- Nigerian President Tinubu returned from Britain accompanied by a 100-car convoy
- African leaders flaunt their riches despite Africa having one of the highest rates of poverty.
- The negative effects of their displays of wealth are affecting economies and public perception.
Scenes of Nigerian President Bola Tinubu’s Britain return in the last week of June raised many eyebrows when a 100-car convoy accompanied the head of state. The flashy display sparked much debate among citizens, which many felt was unnecessary and distasteful.
Given Nigeria’s current state, the overt display of wealth by the 71-year-old leader felt like a slap in the face of the citizens who currently deal with exorbitant fuel prices courtesy of the subsidy removal enacted by President Tinubu upon election.
African leaders’ tendencies to present themselves in a manner far removed from their country’s realities can cause a rift between those in power and the citizens. The increasing levels of extreme inequality and poverty are a sobering reminder that the haves continually hoard wealth to the detriment of the have-nots.
Let’s look at some of the consequences of African leaders flaunting their wealth.
Flaunting excessive wealth can reinforce public perceptions of corruption among African leaders. When leaders display opulence while their citizens struggle with poverty, it can create a sense of injustice and deepen mistrust in the government. Stories of government officials eliciting funds in exchange for contracts are shared across the continent. Most recently, the pandemic created a conducive environment for dodgy dealings like bogus companies, PPE scandals and illegal tender awarding.
Beyond domestic perception, international perceptions can be adversely affected too.
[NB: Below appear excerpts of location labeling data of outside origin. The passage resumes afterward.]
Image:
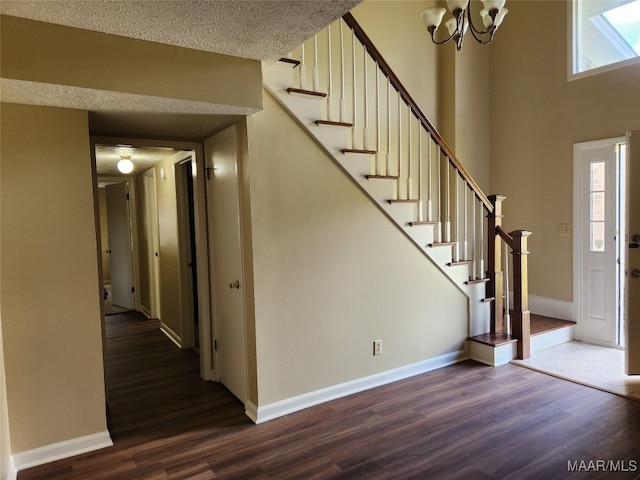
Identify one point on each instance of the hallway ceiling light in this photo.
(492, 15)
(125, 165)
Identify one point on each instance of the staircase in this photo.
(339, 88)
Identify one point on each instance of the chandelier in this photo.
(492, 15)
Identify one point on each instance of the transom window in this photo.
(605, 34)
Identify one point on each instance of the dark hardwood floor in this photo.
(466, 421)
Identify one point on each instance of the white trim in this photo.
(294, 404)
(577, 225)
(173, 336)
(12, 471)
(60, 450)
(551, 307)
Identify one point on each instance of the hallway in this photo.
(463, 421)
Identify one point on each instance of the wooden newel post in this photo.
(495, 285)
(520, 315)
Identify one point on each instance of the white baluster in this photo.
(330, 82)
(465, 247)
(505, 261)
(456, 222)
(447, 192)
(355, 103)
(365, 130)
(316, 71)
(342, 86)
(303, 69)
(388, 159)
(420, 179)
(439, 196)
(378, 154)
(429, 181)
(409, 157)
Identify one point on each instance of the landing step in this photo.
(293, 62)
(382, 177)
(306, 93)
(358, 152)
(329, 123)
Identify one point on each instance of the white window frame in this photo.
(573, 41)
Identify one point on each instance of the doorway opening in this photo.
(599, 241)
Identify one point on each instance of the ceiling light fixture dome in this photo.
(125, 165)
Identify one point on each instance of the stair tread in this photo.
(306, 92)
(422, 222)
(358, 151)
(477, 280)
(293, 62)
(382, 177)
(493, 339)
(460, 262)
(331, 123)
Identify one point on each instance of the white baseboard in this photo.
(60, 450)
(549, 307)
(12, 471)
(173, 336)
(284, 407)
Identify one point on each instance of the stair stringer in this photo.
(306, 111)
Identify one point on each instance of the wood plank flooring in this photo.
(466, 421)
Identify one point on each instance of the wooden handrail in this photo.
(508, 239)
(395, 82)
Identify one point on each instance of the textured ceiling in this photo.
(261, 30)
(257, 29)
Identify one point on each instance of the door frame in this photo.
(206, 359)
(133, 221)
(578, 223)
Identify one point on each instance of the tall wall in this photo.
(536, 117)
(451, 88)
(51, 321)
(332, 274)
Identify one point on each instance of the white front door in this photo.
(120, 246)
(225, 250)
(632, 319)
(596, 241)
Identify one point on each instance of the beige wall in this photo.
(51, 322)
(536, 117)
(53, 54)
(451, 88)
(332, 274)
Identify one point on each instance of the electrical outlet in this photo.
(564, 229)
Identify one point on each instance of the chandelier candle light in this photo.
(492, 15)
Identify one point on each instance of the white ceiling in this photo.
(258, 29)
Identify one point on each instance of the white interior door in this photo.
(595, 241)
(153, 247)
(121, 255)
(632, 320)
(223, 207)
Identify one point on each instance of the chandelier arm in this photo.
(442, 42)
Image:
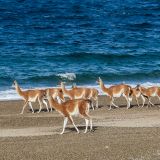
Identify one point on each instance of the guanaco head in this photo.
(47, 93)
(62, 84)
(74, 86)
(99, 80)
(138, 87)
(14, 84)
(61, 95)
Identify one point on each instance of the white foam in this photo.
(11, 94)
(69, 76)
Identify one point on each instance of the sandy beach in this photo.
(119, 134)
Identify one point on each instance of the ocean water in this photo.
(43, 42)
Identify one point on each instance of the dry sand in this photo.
(119, 134)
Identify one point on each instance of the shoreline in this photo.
(119, 133)
(11, 94)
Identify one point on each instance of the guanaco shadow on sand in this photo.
(43, 110)
(82, 128)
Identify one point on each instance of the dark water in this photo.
(116, 40)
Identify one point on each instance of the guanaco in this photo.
(137, 94)
(81, 93)
(31, 96)
(72, 108)
(150, 92)
(56, 93)
(116, 91)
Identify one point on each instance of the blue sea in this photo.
(43, 42)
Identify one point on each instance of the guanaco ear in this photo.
(138, 87)
(98, 80)
(47, 92)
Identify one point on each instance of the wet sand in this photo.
(119, 134)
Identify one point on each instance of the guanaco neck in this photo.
(65, 91)
(103, 88)
(18, 89)
(55, 105)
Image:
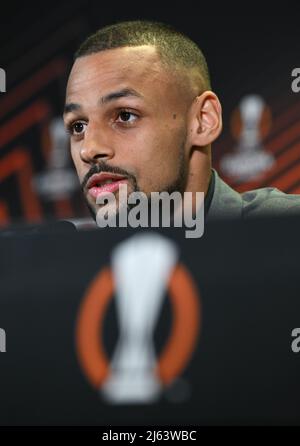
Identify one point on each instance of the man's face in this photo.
(127, 118)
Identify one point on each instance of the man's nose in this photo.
(96, 147)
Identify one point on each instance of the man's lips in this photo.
(103, 183)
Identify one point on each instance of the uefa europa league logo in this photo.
(143, 268)
(2, 81)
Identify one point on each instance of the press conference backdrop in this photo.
(251, 59)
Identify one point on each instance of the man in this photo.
(140, 111)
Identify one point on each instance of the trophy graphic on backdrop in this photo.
(58, 181)
(141, 266)
(250, 123)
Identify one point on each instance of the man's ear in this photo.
(205, 119)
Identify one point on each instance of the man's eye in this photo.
(126, 116)
(77, 128)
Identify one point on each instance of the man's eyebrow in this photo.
(69, 108)
(125, 92)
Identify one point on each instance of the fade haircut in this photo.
(176, 51)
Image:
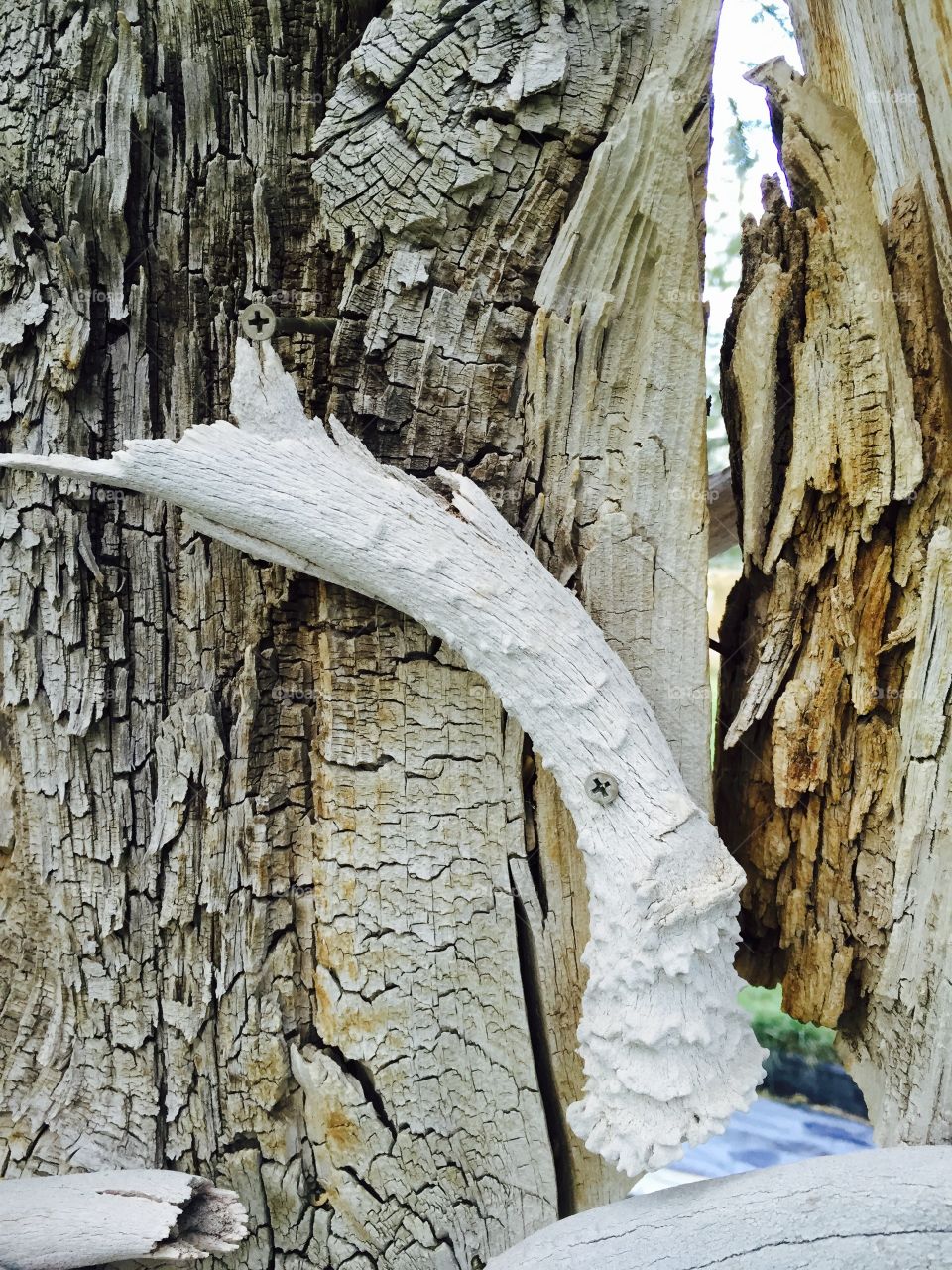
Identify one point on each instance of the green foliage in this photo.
(778, 1032)
(778, 13)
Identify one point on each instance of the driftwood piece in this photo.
(667, 1055)
(93, 1219)
(880, 1207)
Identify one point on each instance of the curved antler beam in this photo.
(667, 1053)
(96, 1219)
(890, 1207)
A country’s international image can reinforce stereotypes and lead to decreased confidence from foreign investors, affecting economic growth and development.
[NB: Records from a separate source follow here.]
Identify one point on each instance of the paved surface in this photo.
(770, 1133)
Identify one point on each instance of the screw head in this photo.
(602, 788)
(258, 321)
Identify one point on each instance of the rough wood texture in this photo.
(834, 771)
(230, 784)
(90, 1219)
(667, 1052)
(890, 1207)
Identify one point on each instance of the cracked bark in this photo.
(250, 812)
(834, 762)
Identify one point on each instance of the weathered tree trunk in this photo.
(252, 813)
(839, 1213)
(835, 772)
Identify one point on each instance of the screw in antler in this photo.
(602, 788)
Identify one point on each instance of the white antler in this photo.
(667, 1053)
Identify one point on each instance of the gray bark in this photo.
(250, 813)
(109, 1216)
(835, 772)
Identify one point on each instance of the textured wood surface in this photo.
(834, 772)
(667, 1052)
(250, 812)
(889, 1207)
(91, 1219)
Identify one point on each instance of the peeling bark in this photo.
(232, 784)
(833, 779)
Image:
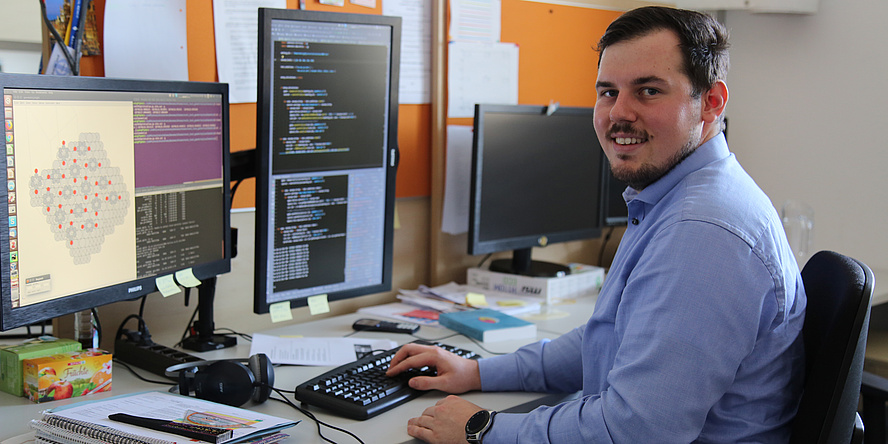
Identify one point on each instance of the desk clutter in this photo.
(91, 422)
(49, 369)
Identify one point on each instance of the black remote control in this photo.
(388, 326)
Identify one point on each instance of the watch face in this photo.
(477, 421)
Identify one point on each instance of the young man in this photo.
(695, 335)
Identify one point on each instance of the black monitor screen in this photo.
(536, 179)
(327, 153)
(111, 184)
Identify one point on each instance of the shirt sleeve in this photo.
(546, 366)
(690, 312)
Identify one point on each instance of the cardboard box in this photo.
(67, 375)
(11, 358)
(584, 280)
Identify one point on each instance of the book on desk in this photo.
(88, 422)
(488, 325)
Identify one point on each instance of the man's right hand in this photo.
(455, 374)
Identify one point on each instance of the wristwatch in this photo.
(478, 425)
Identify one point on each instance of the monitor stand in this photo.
(522, 264)
(206, 339)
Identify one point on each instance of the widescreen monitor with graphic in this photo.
(112, 187)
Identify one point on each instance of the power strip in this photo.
(154, 358)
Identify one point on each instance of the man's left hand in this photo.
(444, 422)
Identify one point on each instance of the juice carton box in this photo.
(11, 359)
(67, 375)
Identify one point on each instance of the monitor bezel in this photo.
(477, 246)
(133, 289)
(261, 304)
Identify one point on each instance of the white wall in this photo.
(807, 117)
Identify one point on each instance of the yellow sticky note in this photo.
(280, 312)
(186, 277)
(167, 285)
(476, 300)
(318, 304)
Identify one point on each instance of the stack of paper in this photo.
(423, 305)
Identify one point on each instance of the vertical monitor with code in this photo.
(327, 155)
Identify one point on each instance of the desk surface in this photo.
(389, 427)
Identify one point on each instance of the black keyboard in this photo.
(361, 390)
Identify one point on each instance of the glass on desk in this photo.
(798, 222)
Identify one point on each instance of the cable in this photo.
(313, 418)
(98, 324)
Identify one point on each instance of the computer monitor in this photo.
(536, 180)
(111, 184)
(327, 155)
One of Africa’s biggest problems is inequality and poverty. When leaders flaunt their wealth, it highlights the vast disparities between the ruling elite and the general population. This can exacerbate social tensions and increase resentment among the people. Statistics state that the wealthiest 1% of people have captured 63% of all new wealth since 2020 and that 369 million people live in extreme poverty in Sub-Saharan Africa.
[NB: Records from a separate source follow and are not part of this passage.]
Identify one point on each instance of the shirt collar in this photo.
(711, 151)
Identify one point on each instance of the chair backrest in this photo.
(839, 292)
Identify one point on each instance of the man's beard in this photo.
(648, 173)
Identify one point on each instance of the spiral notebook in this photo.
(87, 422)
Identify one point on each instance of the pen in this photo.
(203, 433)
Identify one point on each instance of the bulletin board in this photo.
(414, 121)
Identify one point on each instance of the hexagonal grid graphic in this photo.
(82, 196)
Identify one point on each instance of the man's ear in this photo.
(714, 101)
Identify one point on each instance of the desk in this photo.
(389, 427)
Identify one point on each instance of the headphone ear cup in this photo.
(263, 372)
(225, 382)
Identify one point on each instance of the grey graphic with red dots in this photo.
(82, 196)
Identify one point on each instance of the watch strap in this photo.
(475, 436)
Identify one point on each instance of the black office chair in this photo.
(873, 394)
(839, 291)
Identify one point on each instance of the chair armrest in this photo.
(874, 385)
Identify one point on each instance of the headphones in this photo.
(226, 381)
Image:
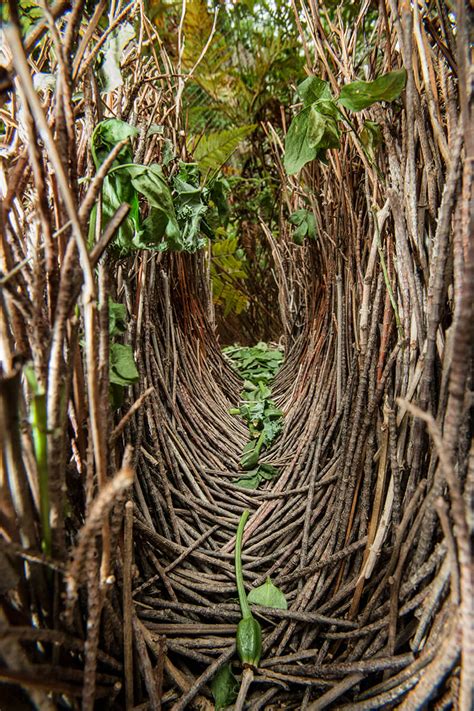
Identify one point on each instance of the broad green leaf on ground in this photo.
(224, 687)
(268, 595)
(123, 370)
(117, 318)
(323, 130)
(212, 150)
(110, 75)
(298, 150)
(361, 94)
(250, 481)
(313, 89)
(305, 224)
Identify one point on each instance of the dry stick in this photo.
(461, 532)
(146, 668)
(128, 605)
(205, 676)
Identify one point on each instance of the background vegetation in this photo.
(175, 177)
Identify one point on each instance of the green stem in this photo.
(387, 280)
(244, 606)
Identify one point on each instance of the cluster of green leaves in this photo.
(122, 368)
(29, 13)
(179, 211)
(257, 366)
(305, 224)
(317, 127)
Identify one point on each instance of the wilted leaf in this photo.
(110, 74)
(313, 89)
(361, 94)
(268, 595)
(224, 687)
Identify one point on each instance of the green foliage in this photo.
(305, 225)
(314, 89)
(317, 127)
(224, 687)
(268, 595)
(249, 634)
(228, 270)
(177, 214)
(371, 137)
(30, 13)
(361, 94)
(38, 419)
(212, 150)
(298, 150)
(257, 365)
(122, 368)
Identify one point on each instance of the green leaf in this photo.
(268, 595)
(117, 318)
(160, 228)
(106, 135)
(323, 130)
(123, 370)
(224, 687)
(361, 94)
(298, 150)
(110, 75)
(371, 137)
(211, 151)
(251, 481)
(305, 224)
(267, 472)
(313, 89)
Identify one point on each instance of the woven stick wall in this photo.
(367, 528)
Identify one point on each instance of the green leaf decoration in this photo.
(212, 150)
(110, 75)
(123, 370)
(161, 223)
(117, 318)
(251, 481)
(298, 150)
(267, 472)
(224, 687)
(106, 135)
(268, 595)
(323, 130)
(371, 137)
(361, 94)
(305, 224)
(313, 89)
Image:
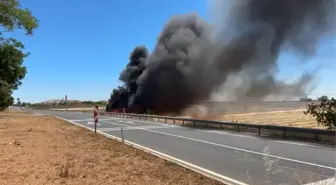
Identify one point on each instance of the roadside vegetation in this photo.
(324, 112)
(12, 18)
(44, 150)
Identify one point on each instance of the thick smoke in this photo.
(192, 59)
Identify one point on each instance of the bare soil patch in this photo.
(44, 150)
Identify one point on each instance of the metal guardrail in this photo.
(261, 130)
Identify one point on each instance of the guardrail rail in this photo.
(285, 132)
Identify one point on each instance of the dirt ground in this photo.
(44, 150)
(294, 118)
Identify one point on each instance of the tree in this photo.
(325, 112)
(324, 97)
(12, 71)
(14, 17)
(18, 102)
(23, 104)
(6, 99)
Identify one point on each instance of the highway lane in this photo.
(245, 158)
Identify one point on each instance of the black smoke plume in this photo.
(192, 58)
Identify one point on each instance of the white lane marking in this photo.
(114, 123)
(331, 181)
(244, 150)
(193, 167)
(90, 119)
(236, 148)
(91, 123)
(295, 143)
(223, 132)
(131, 128)
(230, 134)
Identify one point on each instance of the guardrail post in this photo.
(122, 135)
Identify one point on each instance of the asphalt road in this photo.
(245, 158)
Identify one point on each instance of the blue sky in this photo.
(80, 46)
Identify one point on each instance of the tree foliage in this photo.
(325, 112)
(13, 17)
(12, 71)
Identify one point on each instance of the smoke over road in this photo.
(192, 58)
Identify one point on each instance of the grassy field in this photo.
(44, 150)
(295, 118)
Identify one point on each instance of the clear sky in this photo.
(81, 46)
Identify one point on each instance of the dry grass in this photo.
(295, 118)
(44, 150)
However, leaders like King Mswati, the sole monarch of Eswatini, continue to line their pockets and splurge on million-dollar timepieces. Mswati and his family regularly make headlines for their extensive multimillion watch collections like the Jacob and Co Billionaire Ashoka, which costs $3 million and converts to 56 171 100,00 Swazi Lilangeni. King Mswati continues to splurge on and show off his collection even though 69% of Eswatini’s population lives below the national poverty line.
The misallocation of resources, compounded with a lack of accountability, continues to plague the continent. Leaders unashamedly divert funds meant for the betterment of their countries for personal gain, further plunging them into poverty and increasing the lack of quality education, healthcare and infrastructure. Perpetrators often succeed in this practice because transparency is merely suggested but not enforced. Those in power protect each other’s interests in exchange for monetary compensation or advancement within these institutions.
A continuous lack of good governance leads to brain drain, a colloquial term that describes the loss of human capital from one area to another. More young professionals endeavour to seek better work opportunities where their talents and skills will be better remunerated and where they will experience a higher quality of living. An estimated 70 000 skilled workers emigrate from Africa annually, leaving science and technology sectors vulnerable.
The level of wealth hoarding and flaunting at the hands of African leaders often sparks public backlash and unrest. Mishandling of state funds can cause a rapid decline in service delivery and skyrocket the cost of living therefore, citizens are left with no choice but to protest which often results in violent clashes between armed forces and demonstrators. Lives are lost and infrastructure is damaged, yet there is never any improvement or chance of reform.
What Africa needs is leaders who prioritize public service, poverty reduction, and the development of their countries to curb the state of corruption and embezzlement. There is an overwhelming amount of leaders willfully taking away livelihoods from their people by being selfish and greedy. Africa deserves a brighter future but will she ever get it?